Earlier in April, Miner One BTC mining startup made an incredible stunt to mine some Bitcoin from outer space. Like Genesis, the company airlifted a Bitcoin mining machine using an air balloon. Besides the machine, the balloon contained a Rasberry P1, a satellite phone, a battery, and a Bitcoin souvenir.
Once the balloon was 10,000 feet into the sky, the company received data from the Raspberry and made a record of it. The balloon then fell as surrounding air pressure fell, bringing the stunt to an end.
40% of Bitcoins are owned by 1,000 People
One of the most tragic realities of Bitcoin is that two-thirds of it is controlled by 1,000 people. Satoshi’s goal for developing the cryptocurrency was to enable a decentralized market. He intended the currency to be controlled by a majority of its users as opposed to the 1% reality.
Bitcoin’s one percent owners are institutions and billionaires. When they sell the bitcoins, its price is affected. Late last year, a Bitcoin owner transferred 25,000 from her wallet to an exchange. The news spread quickly across the Bitcoin world, with forum members arguing what it meant for the industry.
If a few Bitcoin owners could have control nearly half of the cryptocurrency’s distribution, they can also influence its price. If they ganged up, Bitcoin’s whales can pump and dump Bitcoin at will, costing smaller investors millions.

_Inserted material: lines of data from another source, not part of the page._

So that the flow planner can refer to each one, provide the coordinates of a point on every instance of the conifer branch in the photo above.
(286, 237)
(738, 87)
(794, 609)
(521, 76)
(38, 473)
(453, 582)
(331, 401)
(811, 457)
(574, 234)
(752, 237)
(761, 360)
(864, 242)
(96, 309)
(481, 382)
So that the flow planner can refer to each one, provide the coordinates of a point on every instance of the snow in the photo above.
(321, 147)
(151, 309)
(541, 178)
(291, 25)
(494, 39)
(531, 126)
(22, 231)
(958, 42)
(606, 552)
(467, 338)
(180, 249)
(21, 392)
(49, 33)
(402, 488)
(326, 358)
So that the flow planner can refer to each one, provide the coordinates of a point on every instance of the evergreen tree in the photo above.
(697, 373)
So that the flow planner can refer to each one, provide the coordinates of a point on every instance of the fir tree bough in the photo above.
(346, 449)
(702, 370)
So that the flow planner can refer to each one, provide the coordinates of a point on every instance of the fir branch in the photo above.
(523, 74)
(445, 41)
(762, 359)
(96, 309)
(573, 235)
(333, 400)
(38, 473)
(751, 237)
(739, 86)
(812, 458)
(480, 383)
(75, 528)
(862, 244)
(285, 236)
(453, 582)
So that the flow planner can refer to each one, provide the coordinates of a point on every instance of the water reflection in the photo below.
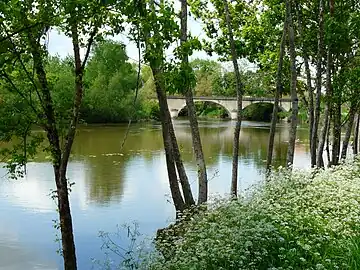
(115, 185)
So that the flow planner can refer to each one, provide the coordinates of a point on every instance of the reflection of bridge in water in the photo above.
(225, 130)
(177, 103)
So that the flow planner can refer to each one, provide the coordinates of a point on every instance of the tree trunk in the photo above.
(308, 85)
(294, 98)
(320, 150)
(184, 181)
(356, 135)
(168, 144)
(196, 140)
(239, 90)
(348, 132)
(67, 238)
(277, 97)
(314, 137)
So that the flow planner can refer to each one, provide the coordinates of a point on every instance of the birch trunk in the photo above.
(277, 97)
(294, 98)
(239, 90)
(196, 140)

Since its launch in 2009, news media and renowned public figures have predicted Bitcoin’s downfall over 200 times. Every single time, Bitcoin has proved its critiques wrong. On the bright side, there have been great stories about digital currency. Investors have become millionaires. Large retailers have embraced it and a few governments have endorsed its technology.